Begin by including specific ISO 81001-5-1 cybersecurity requirements in requests for proposals (RFPs) to ensure that only vendors understand and adhere to these standards and can meet stringent cybersecurity criteria are considered. One tool that may assist with this process is PDM24064 Software Acquisition Guide for Government Enterprise Consumers, released by CISA on August 1, 2024, and developed in response to the core challenges of software assurance and cybersecurity transparency in the acquisition process. Evaluate potential vendors based on their adherence to ISO 81001-5-1 and overall cybersecurity approach to incentivize vendors to prioritize cybersecurity, knowing it is a key factor in purchasing decisions. Verify that the device has been developed with security in mind and is regularly assessed for vulnerabilities by requesting detailed documentation from vendors, including evidence of compliance with ISO 81001-5-1, cybersecurity risk assessments and security testing results. Manufacturers may resist providing documentation submitted for regulatory review, but you want to understand the identified threats and how component selection and controls mitigate them. You have a right to know the residual risks and how they can be managed within your environment. When practicable, conduct independent security assessments or require the vendor to provide results from third-party security audits to gain additional assurance that the device meets your organization’s security requirements.

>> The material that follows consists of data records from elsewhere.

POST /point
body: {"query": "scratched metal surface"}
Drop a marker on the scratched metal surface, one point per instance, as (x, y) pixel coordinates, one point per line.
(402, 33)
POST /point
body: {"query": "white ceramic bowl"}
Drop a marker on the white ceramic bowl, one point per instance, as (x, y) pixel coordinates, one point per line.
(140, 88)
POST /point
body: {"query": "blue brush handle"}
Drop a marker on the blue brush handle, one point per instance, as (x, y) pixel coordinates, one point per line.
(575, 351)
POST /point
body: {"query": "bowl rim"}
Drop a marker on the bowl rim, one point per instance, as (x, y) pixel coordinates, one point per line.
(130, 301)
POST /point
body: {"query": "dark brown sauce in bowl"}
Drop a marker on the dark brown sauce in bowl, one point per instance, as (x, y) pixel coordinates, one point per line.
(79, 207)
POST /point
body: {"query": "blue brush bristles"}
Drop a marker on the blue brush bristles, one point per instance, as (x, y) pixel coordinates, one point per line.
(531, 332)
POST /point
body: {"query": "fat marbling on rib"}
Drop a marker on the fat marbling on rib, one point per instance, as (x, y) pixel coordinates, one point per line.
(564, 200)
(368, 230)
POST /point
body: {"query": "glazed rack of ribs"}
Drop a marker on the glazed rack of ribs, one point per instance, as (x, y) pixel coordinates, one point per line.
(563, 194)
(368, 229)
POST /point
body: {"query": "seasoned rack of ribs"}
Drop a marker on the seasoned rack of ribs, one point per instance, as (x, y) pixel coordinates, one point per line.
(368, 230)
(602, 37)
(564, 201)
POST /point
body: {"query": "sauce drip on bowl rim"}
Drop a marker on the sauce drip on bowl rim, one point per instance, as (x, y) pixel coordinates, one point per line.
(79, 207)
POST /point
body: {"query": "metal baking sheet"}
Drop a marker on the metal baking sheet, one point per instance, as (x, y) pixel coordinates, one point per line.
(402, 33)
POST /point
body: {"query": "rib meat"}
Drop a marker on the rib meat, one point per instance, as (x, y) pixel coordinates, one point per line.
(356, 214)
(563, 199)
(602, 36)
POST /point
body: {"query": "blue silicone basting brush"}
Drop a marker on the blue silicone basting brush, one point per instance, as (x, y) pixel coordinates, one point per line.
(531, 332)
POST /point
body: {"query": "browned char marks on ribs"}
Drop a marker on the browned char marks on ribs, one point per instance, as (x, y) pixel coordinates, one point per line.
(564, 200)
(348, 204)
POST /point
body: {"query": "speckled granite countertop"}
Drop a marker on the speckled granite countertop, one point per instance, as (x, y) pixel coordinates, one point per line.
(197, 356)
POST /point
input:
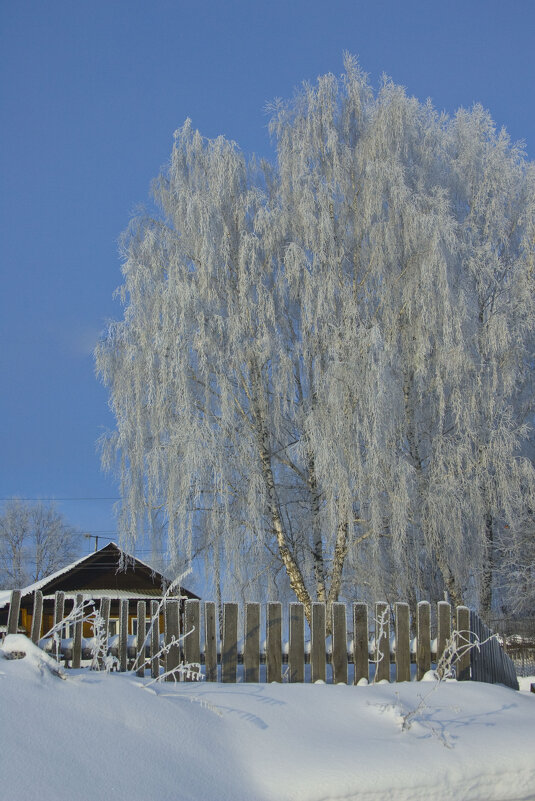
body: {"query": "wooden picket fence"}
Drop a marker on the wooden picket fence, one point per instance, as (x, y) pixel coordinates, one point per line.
(379, 647)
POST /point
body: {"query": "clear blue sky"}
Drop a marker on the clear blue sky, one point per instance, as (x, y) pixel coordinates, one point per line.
(90, 94)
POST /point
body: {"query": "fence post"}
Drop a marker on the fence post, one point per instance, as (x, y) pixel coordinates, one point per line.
(59, 614)
(123, 635)
(443, 627)
(154, 639)
(361, 657)
(317, 644)
(423, 639)
(463, 643)
(14, 610)
(296, 650)
(251, 653)
(382, 642)
(210, 640)
(229, 652)
(104, 612)
(141, 635)
(37, 616)
(77, 639)
(273, 642)
(172, 638)
(403, 644)
(192, 644)
(339, 655)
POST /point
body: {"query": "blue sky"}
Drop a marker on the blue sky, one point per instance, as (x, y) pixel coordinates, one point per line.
(90, 94)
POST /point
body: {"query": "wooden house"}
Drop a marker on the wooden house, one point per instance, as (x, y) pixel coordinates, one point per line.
(99, 575)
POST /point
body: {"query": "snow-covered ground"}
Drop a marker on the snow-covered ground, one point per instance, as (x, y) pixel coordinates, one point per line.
(99, 736)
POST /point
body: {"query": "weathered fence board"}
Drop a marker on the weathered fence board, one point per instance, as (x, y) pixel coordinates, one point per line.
(382, 642)
(210, 641)
(123, 635)
(154, 639)
(251, 653)
(296, 651)
(360, 642)
(141, 636)
(274, 642)
(229, 653)
(317, 643)
(462, 668)
(77, 640)
(403, 644)
(172, 639)
(423, 647)
(443, 627)
(192, 642)
(37, 616)
(14, 611)
(339, 652)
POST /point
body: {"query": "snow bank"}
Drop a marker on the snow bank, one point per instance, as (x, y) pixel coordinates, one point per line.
(107, 736)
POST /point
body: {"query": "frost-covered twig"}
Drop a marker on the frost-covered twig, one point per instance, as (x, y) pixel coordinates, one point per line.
(380, 634)
(457, 645)
(189, 672)
(76, 615)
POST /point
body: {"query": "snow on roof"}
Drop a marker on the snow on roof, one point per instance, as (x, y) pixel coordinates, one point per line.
(5, 595)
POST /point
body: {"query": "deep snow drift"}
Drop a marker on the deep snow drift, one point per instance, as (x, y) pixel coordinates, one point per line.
(100, 736)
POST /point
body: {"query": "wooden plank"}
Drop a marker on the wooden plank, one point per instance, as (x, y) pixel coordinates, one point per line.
(37, 616)
(104, 611)
(154, 639)
(382, 642)
(123, 635)
(210, 642)
(361, 656)
(192, 639)
(59, 609)
(462, 668)
(251, 655)
(443, 627)
(14, 611)
(403, 643)
(77, 640)
(141, 636)
(296, 651)
(317, 645)
(172, 639)
(59, 614)
(273, 642)
(423, 639)
(339, 654)
(229, 652)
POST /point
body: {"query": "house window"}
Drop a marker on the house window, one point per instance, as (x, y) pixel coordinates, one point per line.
(134, 626)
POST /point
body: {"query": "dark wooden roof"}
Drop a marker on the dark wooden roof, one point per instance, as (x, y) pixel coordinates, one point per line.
(102, 570)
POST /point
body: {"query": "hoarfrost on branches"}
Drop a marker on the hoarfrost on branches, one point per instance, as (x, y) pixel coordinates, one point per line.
(321, 378)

Ensure that service level agreements (SLAs) with vendors include provisions for ongoing cybersecurity support, including patch management, vulnerability disclosures, and incident response to help maintain the security of devices throughout their operational life in your clinical environment. Utilize the Healthcare Sector Security Council’s Model Contract language of Medtech Cybersecurity to negotiate more explicit obligations and accountability through the product life cycle. Include terms in the contract that require vendors to provide post-market security updates, including patches and ongoing risk assessments to ensure the device remains secure against emerging threats after deployment. Once devices are deployed, integrate them into your network’s cybersecurity monitoring and incident response systems. For medical devices, this may require passive monitoring technology providing real-time detection and response to any security incidents involving the device.
By leveraging the ISO 81001-5-1 standard in the procurement process, health care providers can significantly reduce the cybersecurity risks associated with medical devices, thereby protecting patient data, ensuring device functionality and maintaining overall clinical safety.